An example: There still are troglodytes with a magical view of the world — Christians and Muslims and other ha-ha people like that — who can create “science fiction” (or should it be called “personal world reality fiction” or some other hokey neologism?), proceeding from a supposed set of laws of nature that include a God, or “realism as they see it” — and you get the Late, Great Planet Earth and Left Behind. If you define science fiction as “speculating about the future, based on science and reality as the writer understands them“, then Left Behind is science fiction! And if you don’t, you have the problem of dated works: are Jules Verne’s works science fiction anymore because they surely speculate from outdated, false premises?
(Also gives rise to the possible category of “bad science science fiction” — Left Behind being the first inductee. A prizewinner would be — luckily, I don’t know if there is such a thing — a future speculation with homeopathy working as advertised!)
(This definition of science fiction needs the “future events” bit to differentiate itself from right-now realism, but is weak about it. How far is “the future”? A century? A decade? Ten seconds? Halting State is clearly science fiction (and a good one too), but what about Tom Clancy, whose works are widely thought reasonable and realistic near-future speculations? (About “likely” I have no idea.) The more immediate the future is, the more difficult it is to draw any sensible line or to claim this should be science fiction or even fantasy instead of just plain fiction.)
3) Fantasy proper (and this is a bogus category I just made up) is “timeless fantasy”: it discards this world of ours altogether, and conjures up another, with alien histories, gods, inhabitants and laws of nature. It is not speculation about the future, or the past on a different track; it is a world of its own, a clean example of “that which isn’t”.

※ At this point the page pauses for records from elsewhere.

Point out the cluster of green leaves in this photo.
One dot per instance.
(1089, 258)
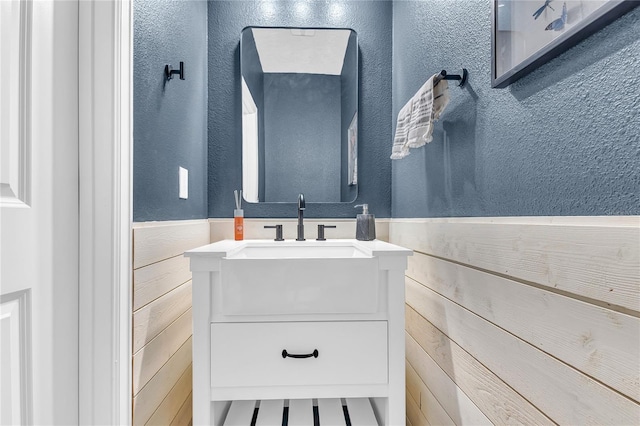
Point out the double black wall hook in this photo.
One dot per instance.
(444, 76)
(168, 71)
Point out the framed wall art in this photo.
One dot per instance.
(528, 33)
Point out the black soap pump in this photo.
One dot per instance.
(365, 224)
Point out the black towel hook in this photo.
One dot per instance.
(168, 71)
(444, 76)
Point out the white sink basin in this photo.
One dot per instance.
(292, 277)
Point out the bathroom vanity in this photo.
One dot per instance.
(298, 324)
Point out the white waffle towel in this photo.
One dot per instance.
(414, 127)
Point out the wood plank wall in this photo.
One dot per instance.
(522, 320)
(162, 320)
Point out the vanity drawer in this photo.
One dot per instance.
(252, 354)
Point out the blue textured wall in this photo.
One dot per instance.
(372, 21)
(563, 140)
(302, 137)
(169, 117)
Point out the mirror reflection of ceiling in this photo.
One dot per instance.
(305, 51)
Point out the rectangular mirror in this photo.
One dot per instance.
(299, 114)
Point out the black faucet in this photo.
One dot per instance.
(301, 208)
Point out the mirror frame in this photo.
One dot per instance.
(348, 170)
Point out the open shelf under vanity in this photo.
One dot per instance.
(301, 412)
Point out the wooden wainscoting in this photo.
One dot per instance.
(522, 320)
(162, 320)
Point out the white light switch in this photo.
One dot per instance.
(183, 177)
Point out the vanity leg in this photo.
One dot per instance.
(396, 408)
(202, 406)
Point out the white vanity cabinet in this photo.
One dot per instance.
(303, 321)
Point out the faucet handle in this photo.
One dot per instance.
(321, 232)
(278, 231)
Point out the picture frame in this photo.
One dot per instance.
(352, 143)
(529, 33)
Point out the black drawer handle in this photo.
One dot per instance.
(286, 354)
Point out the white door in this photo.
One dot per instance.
(39, 212)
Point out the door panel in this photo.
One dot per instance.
(39, 240)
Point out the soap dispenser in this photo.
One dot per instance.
(365, 224)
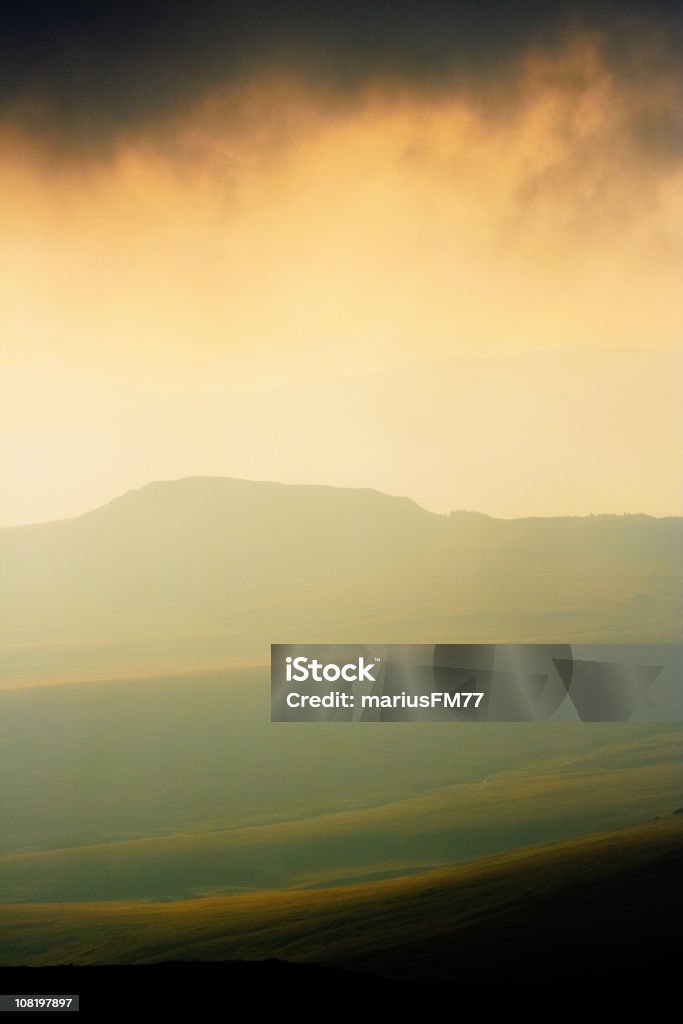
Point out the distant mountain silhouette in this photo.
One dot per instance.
(208, 569)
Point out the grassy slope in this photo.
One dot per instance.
(409, 926)
(562, 797)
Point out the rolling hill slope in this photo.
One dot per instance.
(207, 572)
(535, 913)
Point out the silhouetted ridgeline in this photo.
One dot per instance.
(209, 571)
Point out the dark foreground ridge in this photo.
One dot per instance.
(615, 936)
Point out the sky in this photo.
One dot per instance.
(257, 239)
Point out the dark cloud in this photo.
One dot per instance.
(87, 70)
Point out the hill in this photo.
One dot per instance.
(206, 572)
(558, 912)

Tolkien is the most well-known example of this, and there are very, very many others, because though the worldbuilding is time-consuming (provided you put some effort into it), it’s forgiving too: blank history, blank laws of nature, draw whatever you happen to draw, and let imagination instead of research guide you. (And the failures of this can be just as spectacular as those of science fiction; but they’re more failures of internal consistency than of fact.)
Fantasy proper gets confusing when it admits the existence of the real world (meaning some close shade of reality), and turns into a portal fantasy: your everyday everyman has a wardrobe malfunction, and he’s in Narnia, or gets a letter and ends up in Hogwarts — to say nothing of the instances like Pern when the different world of fantasy turns out to be a far-away future planet in some science fictional universe. Tends to happen when the thing being classified is something that thrives on being something different and new. (Well, a significant part of it does.)
So: Fantasy is the literature of that which isn’t.
Alternate history is the literature of what might have been, but wasn’t.
Science fiction is the literature of what could be, but hasn’t been yet.
Fantasy proper is the literature of that which is not related to us.
And that leaves all the numerous other forms and shades of fantasy out: you could say urban fantasy is that which isn’t happening right now, and so on.
This all leaves out the genre of horror — but horror’s not a classification that is in any way related to these. Horror is better defined by what it tries to evoke in the reader, rather than how it treats reality. (And from the above it should be clear that “treating reality” is a slippery approach since it’s the writer doing the treating, and all writers don’t live in the same reality.)
Footnote: Fun as vigorous handwaving like this can be, I’m still partial to the non-overlapping magisteria definition that sf is what might be; fantasy that which cannot be. (And the Star Wars prequels are that which should not be.)